What is the best workflow or tool to maintain consistent texel density in Blender? All I can find online is basically either "just place a reference plane with texture and manually scale every single texture comparing to that plane by eyeballing" or "idk bro I just select all my objects and unwrap them all together". This can't be serious right? This is very very far from something I would consider productive. Which is something like: a global setting to set texel density affecting all unwrap, uv and object operations, like 1m for 1024x1024, and then all unwraps take it into consideration and if any face of any object ever goes beyond 1m it will automatically get tiling of its texture. If it's less than 1m texture will not shrink to fit either. Is there anything like this?
Bonus question: when you want consistent pixel density with lowpoly pixel art you probably want to stay on grid in terms of any geometry sizes as well right? I mean, if texels are relatively big like 32x32 for 1m, this means you want all geometry to resize in steps of 1/32 meter so that faces don't hace cropped texels. Is there any way to configure Blender such that it only moves/scales geometry in configured steps?

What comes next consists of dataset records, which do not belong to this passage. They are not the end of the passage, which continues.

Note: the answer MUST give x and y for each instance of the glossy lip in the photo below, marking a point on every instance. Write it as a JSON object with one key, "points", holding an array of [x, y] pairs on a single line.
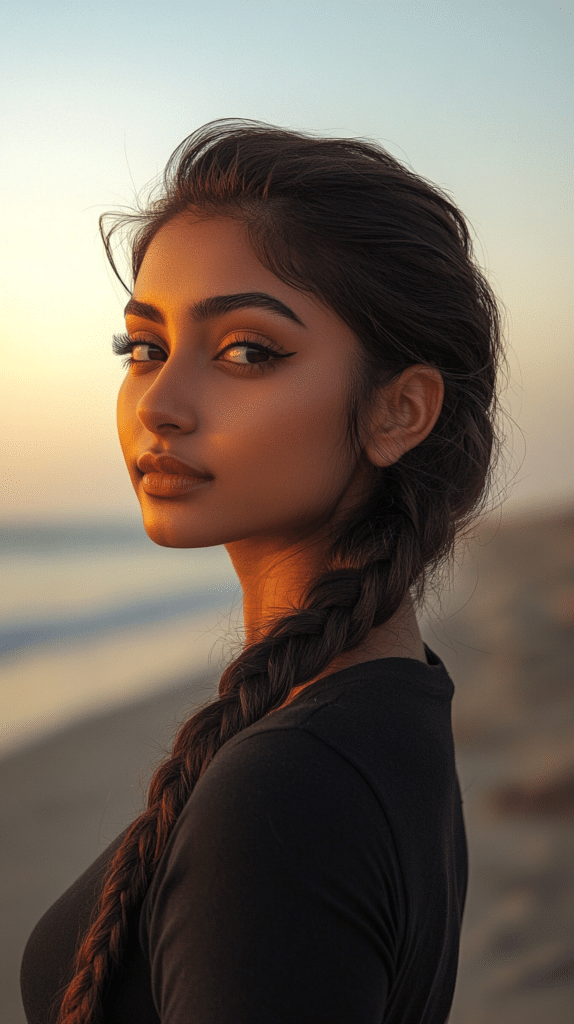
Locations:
{"points": [[149, 462]]}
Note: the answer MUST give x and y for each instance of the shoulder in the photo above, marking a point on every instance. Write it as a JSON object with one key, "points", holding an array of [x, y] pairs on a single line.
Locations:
{"points": [[281, 797]]}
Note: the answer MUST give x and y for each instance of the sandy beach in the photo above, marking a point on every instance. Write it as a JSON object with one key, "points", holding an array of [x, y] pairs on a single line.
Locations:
{"points": [[506, 636]]}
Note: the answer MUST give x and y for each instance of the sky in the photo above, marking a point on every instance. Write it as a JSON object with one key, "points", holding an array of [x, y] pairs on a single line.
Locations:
{"points": [[476, 96]]}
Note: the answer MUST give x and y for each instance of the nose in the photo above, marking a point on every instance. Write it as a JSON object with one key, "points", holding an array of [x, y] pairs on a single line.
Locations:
{"points": [[168, 403]]}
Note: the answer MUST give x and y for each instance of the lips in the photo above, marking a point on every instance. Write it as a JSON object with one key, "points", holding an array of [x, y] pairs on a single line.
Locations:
{"points": [[151, 463]]}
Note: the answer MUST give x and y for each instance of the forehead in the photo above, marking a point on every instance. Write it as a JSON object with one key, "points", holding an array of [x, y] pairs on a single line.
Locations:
{"points": [[190, 259], [203, 257]]}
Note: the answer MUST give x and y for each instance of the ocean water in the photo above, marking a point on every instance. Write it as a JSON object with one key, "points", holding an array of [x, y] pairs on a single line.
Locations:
{"points": [[94, 614]]}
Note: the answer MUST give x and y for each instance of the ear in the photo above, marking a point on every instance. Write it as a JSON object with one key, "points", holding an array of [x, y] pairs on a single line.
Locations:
{"points": [[405, 414]]}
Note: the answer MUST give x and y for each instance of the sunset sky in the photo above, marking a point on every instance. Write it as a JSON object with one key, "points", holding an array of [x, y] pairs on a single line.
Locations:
{"points": [[477, 96]]}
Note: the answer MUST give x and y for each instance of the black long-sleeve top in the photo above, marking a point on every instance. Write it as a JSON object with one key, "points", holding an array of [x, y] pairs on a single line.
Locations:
{"points": [[317, 873]]}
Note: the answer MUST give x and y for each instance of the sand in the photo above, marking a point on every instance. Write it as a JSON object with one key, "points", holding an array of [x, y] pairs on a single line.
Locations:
{"points": [[508, 639]]}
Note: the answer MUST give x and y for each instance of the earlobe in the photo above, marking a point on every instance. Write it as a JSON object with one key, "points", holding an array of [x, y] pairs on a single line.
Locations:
{"points": [[409, 408]]}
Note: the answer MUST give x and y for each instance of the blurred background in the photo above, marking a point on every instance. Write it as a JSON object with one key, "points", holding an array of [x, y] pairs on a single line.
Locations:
{"points": [[107, 641]]}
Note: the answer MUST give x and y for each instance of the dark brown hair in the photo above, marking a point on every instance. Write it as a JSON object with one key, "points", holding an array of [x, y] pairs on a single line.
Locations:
{"points": [[391, 254]]}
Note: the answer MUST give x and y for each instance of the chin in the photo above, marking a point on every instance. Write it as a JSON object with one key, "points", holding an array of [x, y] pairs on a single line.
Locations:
{"points": [[171, 527]]}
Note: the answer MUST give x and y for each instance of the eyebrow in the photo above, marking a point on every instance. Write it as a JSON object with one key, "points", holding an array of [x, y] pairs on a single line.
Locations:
{"points": [[217, 305]]}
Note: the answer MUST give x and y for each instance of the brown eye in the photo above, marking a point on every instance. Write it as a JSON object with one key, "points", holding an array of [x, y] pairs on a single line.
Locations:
{"points": [[144, 351]]}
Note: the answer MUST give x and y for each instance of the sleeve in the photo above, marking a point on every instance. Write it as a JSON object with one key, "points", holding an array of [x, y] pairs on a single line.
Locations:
{"points": [[279, 898]]}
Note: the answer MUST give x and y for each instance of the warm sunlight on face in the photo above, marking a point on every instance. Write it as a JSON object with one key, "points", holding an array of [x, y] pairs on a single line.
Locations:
{"points": [[266, 423]]}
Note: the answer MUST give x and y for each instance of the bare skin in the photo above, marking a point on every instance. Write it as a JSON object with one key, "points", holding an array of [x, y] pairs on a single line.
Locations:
{"points": [[271, 434]]}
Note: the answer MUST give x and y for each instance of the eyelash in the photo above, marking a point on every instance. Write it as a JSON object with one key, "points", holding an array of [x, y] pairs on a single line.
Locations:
{"points": [[123, 345]]}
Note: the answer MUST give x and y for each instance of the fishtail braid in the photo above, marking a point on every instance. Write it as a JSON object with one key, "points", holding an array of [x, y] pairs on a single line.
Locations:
{"points": [[392, 256], [340, 608]]}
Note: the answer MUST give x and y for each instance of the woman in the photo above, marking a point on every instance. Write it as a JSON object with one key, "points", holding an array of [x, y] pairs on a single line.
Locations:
{"points": [[312, 382]]}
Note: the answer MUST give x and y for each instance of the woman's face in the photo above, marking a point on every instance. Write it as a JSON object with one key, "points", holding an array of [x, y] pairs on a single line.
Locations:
{"points": [[269, 429]]}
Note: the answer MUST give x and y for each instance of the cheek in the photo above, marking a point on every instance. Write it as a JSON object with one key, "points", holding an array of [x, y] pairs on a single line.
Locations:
{"points": [[293, 441], [125, 417]]}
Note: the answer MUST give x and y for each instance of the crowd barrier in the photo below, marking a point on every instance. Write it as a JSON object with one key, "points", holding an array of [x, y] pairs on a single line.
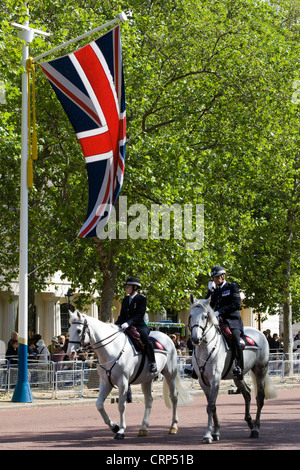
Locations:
{"points": [[67, 379]]}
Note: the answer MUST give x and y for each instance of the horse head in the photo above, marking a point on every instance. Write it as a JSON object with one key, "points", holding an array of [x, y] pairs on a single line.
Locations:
{"points": [[79, 333], [201, 318]]}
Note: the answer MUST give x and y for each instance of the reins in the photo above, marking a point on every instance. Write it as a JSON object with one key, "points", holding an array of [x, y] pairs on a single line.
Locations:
{"points": [[95, 347], [204, 333]]}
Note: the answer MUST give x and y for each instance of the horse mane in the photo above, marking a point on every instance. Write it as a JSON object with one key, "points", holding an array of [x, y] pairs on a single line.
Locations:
{"points": [[203, 303]]}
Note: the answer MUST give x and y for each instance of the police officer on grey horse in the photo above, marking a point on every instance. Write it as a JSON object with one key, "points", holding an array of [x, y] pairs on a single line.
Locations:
{"points": [[132, 314], [225, 299]]}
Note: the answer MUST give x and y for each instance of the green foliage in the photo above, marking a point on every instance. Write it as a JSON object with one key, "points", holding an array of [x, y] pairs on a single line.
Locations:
{"points": [[210, 120]]}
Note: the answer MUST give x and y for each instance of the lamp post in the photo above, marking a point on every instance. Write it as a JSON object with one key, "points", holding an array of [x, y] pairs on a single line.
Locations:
{"points": [[69, 296], [22, 391]]}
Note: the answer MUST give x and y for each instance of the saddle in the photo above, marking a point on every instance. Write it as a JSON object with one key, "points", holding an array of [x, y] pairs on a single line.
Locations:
{"points": [[135, 337], [246, 342]]}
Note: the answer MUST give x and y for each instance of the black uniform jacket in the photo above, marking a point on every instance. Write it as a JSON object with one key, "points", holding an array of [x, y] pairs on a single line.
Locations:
{"points": [[133, 314], [227, 301]]}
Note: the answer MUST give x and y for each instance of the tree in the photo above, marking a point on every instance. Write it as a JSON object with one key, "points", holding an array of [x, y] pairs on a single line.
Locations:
{"points": [[207, 87]]}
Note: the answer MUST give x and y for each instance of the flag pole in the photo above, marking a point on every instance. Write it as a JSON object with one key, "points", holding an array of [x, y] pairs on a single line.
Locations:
{"points": [[121, 17], [22, 392]]}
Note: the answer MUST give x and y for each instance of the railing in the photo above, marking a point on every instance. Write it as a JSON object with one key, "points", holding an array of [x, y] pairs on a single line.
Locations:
{"points": [[80, 378]]}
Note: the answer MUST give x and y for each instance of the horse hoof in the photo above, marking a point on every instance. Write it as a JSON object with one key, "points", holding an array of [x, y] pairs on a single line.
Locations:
{"points": [[173, 430], [206, 440]]}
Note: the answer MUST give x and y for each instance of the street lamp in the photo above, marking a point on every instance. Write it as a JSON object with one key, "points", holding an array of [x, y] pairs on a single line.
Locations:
{"points": [[69, 296]]}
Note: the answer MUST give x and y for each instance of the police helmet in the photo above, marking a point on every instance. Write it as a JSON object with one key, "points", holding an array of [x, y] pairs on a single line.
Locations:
{"points": [[132, 281], [217, 271]]}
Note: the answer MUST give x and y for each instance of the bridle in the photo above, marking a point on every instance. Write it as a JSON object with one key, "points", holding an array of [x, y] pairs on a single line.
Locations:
{"points": [[81, 341], [203, 328], [99, 345]]}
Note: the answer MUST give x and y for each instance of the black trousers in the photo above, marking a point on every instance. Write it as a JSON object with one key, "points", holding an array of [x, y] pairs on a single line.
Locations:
{"points": [[237, 348], [144, 332]]}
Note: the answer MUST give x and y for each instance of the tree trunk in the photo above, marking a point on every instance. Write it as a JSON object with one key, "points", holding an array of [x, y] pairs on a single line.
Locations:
{"points": [[287, 328], [109, 268]]}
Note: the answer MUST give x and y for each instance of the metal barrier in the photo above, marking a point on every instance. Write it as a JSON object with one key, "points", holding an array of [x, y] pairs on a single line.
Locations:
{"points": [[80, 378]]}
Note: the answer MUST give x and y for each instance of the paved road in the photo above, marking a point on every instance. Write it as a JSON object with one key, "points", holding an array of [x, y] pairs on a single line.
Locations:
{"points": [[74, 427]]}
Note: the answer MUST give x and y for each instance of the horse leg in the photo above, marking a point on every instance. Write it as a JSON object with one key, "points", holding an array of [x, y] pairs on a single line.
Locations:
{"points": [[260, 397], [123, 388], [104, 390], [212, 432], [246, 392], [148, 399]]}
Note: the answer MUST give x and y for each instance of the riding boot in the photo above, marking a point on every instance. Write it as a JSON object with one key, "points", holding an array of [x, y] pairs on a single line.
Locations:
{"points": [[239, 361], [150, 353]]}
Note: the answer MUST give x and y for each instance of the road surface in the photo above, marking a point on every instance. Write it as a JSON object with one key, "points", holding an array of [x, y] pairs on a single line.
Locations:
{"points": [[80, 427]]}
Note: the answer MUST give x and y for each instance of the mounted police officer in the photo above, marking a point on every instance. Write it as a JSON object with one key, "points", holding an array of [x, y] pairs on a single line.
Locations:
{"points": [[225, 299], [132, 314]]}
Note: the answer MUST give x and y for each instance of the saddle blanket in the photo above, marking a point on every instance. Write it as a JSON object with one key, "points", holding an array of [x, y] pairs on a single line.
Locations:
{"points": [[246, 342], [249, 342], [158, 347]]}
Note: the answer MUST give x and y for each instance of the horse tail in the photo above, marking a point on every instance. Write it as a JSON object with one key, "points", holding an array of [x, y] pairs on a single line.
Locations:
{"points": [[184, 396], [270, 391]]}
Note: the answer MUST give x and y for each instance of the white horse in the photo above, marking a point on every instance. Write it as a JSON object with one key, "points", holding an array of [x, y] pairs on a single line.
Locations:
{"points": [[213, 361], [120, 365]]}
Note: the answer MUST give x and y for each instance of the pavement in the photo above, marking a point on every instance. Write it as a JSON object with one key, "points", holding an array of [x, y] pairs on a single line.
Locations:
{"points": [[41, 399]]}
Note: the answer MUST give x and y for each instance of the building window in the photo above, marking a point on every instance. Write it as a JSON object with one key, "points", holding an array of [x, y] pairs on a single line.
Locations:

>>1001163You know what? I started typing out a reply, thinking it was impossible. But the more I typed and thought about it, the more it sounded possible. I'm not sure how to do it. And I'm not aware of anyone who has done it. But it sounds doable. It would most likely require cutting up every plane into individual squares.In any case, I know you can save yourself some work by creating a grid for you UV workspace, and then snapping points to the grid. First you do the thing with seams and unwrapping. And then you make one of your UV planes a perfect square by snapping it to the grid Then you select the square plane as your active element, select the rest of the connected faces, then U > "follow active quads" > even. And it should force everything you selected into an even grid. Once you got everything into grids, you can cut up the UVs manually. Scaling planes bigger or smaller depending on how many texels you want each plane to have.I know this isn't the speediest solution you were looking for. But maybe it's good enough?
>>1001163doing it in blender feels like it would be a pain so I'd use RizomUV
>>1001187This is a neat trick, thanks. Still it's a manual approach. I'm not entirely sure but it seems Blockbench does this automatically.
>>1001163I work with pixel textures constantly in blender, so it's actually very simple.multiple addons will do this functionality.UV Toolkit or ZenUV, which both have tools for matching texel density in UV hulls. A free option is the old textools addon, but it has a tendency to not work in later versions of Blender because of how old it is.I would also suggest turning on the pixel snap while working with UVs will help alot.
>>1001163>>1001191Automation should be possible with geometry nodes. But I'm not clever enough to figure it out.I got as far as separating each face, and scaling them based on their size. Getting them to scale proportionally upon reaching certain thresholds. The only problem is, I can't pack them into a UV space. I got them all lined up on the X axis. But don't know how to get them to fit within the bounds of X and Y in an organized fashion.Pic related shows the little test mesh I made. And then on the ground is all of the test mesh's faces scaled and aligned to the X Axis. This is as far as I can get. But it should be possible to go all the way.
I was working on something else, when I suddenly got an idea for this old thread, so giving it a bump.
>>1001222MagicUV has some texel density functionality as well, it's a free addon that used to come bundled with Blender, now I think it's some extension you can install with a few clicks.
>>1001187whats up with those uvs
>>1003837I don't know how to answer that question. But I basically added seams where "square" topology is. So when it's unwrapped, everything can be straightened into neat squares. Or rectangles rather.
>>1003678>>1001364Welp, I don't have it. My idea brought me closer. But I still don't have it in me.Here's what I'm trying to do:Step 1, assign every face a basic XY UV coordinate. This is the easy part. I got that.Step 2, modulo the UVs to give faces multiple XY coordinates. This is halfway there. As you can see in the image. When the face shrinks and grows, it divides into a greater density of UVs in the face. As it's supposed to. The problem is they're becoming too dense too quickly. The UVs divide exponentially. But they do so at intervals that aren't exponential. So they divide too fast.Step 3, adjust the UVs to bend quadrilaterally. You probably notice that some of the UVs in the screenshot are skewed That's because they're aligned to the triangles of the face. Which has a diagonal line cutting through. This diagonal offsets the interpolation between face points in an ugly way. In order to fix that, you have to do extra math to tell the everything inside of a face to bend to the quad, not to the triangle. This is too hard for me. I can't figure it out.Step 4, after all the other steps are done, accumulated each face's X and Y coordinates in such a way, that don't overlap in UV space.(Packing basically) This is another one I haven't figured it out yet.I still have a lot to learn.